# printing on plastic from photoshop?



## cdorch (Oct 14, 2009)

hope this is the right section for this....okay, so i designed new gift cards for my brother's bike shop and they must be printed on pvc cards so they can be swiped.  however, when i go to print them there is no setting for printing on plastic.  I tried it on the ultra premium glossy photo paper settings and its like bubbling up and just wipes off...any suggestions for settings?

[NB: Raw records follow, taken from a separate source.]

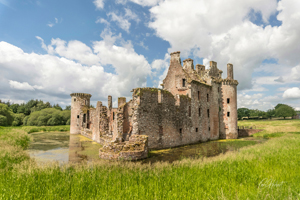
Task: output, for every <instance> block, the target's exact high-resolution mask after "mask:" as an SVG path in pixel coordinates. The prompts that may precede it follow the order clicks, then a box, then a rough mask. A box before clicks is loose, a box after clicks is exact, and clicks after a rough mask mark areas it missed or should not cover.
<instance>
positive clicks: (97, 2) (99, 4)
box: [93, 0, 104, 9]
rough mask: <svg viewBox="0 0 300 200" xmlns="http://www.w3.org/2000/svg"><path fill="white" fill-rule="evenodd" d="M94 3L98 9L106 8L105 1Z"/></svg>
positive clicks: (95, 0)
mask: <svg viewBox="0 0 300 200" xmlns="http://www.w3.org/2000/svg"><path fill="white" fill-rule="evenodd" d="M93 3H94V4H95V6H96V8H97V9H103V8H104V0H94V1H93Z"/></svg>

btw my printer is made to print on cds and pvc cards via a seperate tray, but apparently idk how to use it lol


----------



## UUilliam (Oct 15, 2009)

Hrm...
Bubbling is usually caused by heat, Is it hot in your house?
and perhaps leave them a bit longer, In your fridge perhaps. 
however, this risks cracking the ink.
Idk, I am not a print specialist.


----------



## Buckster (Oct 15, 2009)

The problem lies with your printer and ink capabilities, rather than Photoshop.  Regular inkjet ink doesn't have the ability to 'stick' on the type of material you're trying to print on because the material doesn't absorb it the way paper does.

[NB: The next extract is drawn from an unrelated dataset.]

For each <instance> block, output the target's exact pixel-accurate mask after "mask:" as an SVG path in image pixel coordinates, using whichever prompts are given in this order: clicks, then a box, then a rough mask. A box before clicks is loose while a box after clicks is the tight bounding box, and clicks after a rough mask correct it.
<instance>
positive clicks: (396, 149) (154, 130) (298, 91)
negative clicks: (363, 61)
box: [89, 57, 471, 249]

The types of cards it sounds like you're describing are made with thermal printers, which can be fairly pricey.

You might check with some local professional printers as well.  They may be able to handle the job for you for quite reasonable prices.

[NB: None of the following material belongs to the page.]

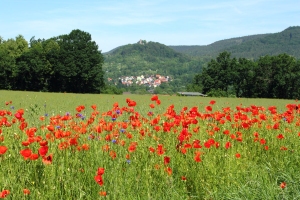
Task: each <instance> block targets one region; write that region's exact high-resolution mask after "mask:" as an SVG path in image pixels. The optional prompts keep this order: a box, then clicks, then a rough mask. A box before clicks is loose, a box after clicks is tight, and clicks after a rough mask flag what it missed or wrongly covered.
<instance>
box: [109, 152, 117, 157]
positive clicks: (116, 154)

What about printing on regular photo paper and then laminating it?


----------



## cdorch (Oct 15, 2009)

actually i think you're right because its bubbling up like the card isnt absorbing the ink.  I just did a little research after seeing your post and found that there are specially made pvc cards for inkjet so that could be my solution...thanks for the help!


----------



## Perniciouspoof (Oct 18, 2009)

Buckster said:


> The problem lies with your printer and ink capabilities, rather than Photoshop.  Regular inkjet ink doesn't have the ability to 'stick' on the type of material you're trying to print on because the material doesn't absorb it the way paper does.
> 
> The types of cards it sounds like you're describing are made with thermal printers, which can be fairly pricey.
> 
> ...



This is all true 

-However, before your start printing on crappy paper and laminating it consider using an inkjet precoat like Inkaid. You can coat virtually any kind of substrate with Inkaid and it makes it inkjet compatable, the only problem is, it can void the warranty on your printer if you run substrates through it that aren't authorized by the manufacturer. I've even made digital prints off of velum and cloth, it can be very messy but it's a lot of fun.


----------



## hyperdash (Jun 19, 2012)

UUilliam said:


> Hrm...
> Bubbling is usually caused by heat, Is it hot in your house?
> and perhaps leave them a bit longer, In your fridge perhaps.
> however, this risks cracking the ink.
> Idk, I am not a print specialist.



not a good step.. it really causes the ink to crack... been finding ways to eliminate the bubbles..


----------